Nichts schien sie zu verschrecken. Selbst der Umstand, dass sie es mit einer vermeintlichen Hexe zu tun hatte, kümmerte sie nicht. Im Gegenteil, trotz Beatrices anfänglicher Abneigung bezeigte sie ihr gegenüber ein großes Verständnis und wachte manchmal sogar nachts bei ihr - ein Alp für jeden frommen Christenmenschen.
Dabei verlief ihre erste Begegnung denkbar ungünstig. Nachdem man sie zum ersten Mal mit der Delinquentin konfrontierte, blieb sie für einen Moment an der Schwelle stehen und maß die auf dem Bett Liegende mit einem langen, eindringlichen Blick, der auch von ihr sofort in gleicher Weise erwidert wurde.
Das war schon deshalb sonderbar, weil Beatrice eben noch schlief und allein durch die Anwesenheit der Fremden zu erwachen schien. Ob deren Blick nun ungewöhnlich streng war oder womöglich sogar so etwas wie ein schadenfrohes Genießen fremden Leides darin lag, hätte niemand sagen können. In jedem Fall prägte sich sofort ein vollkommenes Entsetzen in Beatrice‘ Züge und ein krampfhaftes Zucken lief über ihr Gesicht, als stünde ihr der Leibhaftige gegenüber. Verwehrend reckte sie ihr die Hände entgegen, als wolle sie jede weitere Annäherung verhindern.

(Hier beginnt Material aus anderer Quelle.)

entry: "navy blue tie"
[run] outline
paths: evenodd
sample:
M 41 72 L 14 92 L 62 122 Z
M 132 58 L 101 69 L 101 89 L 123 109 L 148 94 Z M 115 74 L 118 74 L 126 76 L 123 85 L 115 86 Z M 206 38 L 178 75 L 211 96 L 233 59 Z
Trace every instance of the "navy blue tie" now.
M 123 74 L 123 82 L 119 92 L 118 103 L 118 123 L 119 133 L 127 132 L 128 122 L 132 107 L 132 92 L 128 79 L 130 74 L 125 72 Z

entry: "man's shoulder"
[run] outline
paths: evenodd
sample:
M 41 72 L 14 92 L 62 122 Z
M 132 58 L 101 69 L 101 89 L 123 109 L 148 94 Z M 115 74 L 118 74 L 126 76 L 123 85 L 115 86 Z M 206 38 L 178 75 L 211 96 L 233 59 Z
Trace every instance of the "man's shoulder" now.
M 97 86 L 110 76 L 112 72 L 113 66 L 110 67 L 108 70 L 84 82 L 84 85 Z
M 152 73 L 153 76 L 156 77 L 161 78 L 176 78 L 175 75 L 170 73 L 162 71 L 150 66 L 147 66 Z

Als es aber dennoch dazu kam und diese Frau schließlich ihre Stirn berührte, erschrak Beatrice so heftig, dass sie ihr urplötzlich in die Haare fuhr und sich darin festkrallte. Nur die sofort herbeieilenden Büttel konnten sie wieder von ihr lösen, ohne dass auch nur ein Wort der Klage über die Lippen der Angegriffenen kam. Aber selbst jetzt verbat sie sich jede Züchtigung und blieb überaus mitfühlend.
Eingehend betrachtete sie die Verletzungen der Geschundenen, die überwiegend aus Quetschungen und Verbrennungen bestanden und behandelte sie mit einer grünlichen Tinktur. Aber selbst das versuchte Beatrice noch zu verhindern, indem sie wiederholt ihre Hand wegdrückte, bis sie schließlich unter ihrem Zuspruch nachgab.
Was sie ihr dabei ins Ohr flüsterte, blieb für Außenstehende unverständlich. Es muss aber überaus eindringlich gewesen sein, denn die Gepeinigte brach bald darauf in Tränen aus, verfiel in tiefes Schluchzen und entschuldigte sich für ihren Unverstand.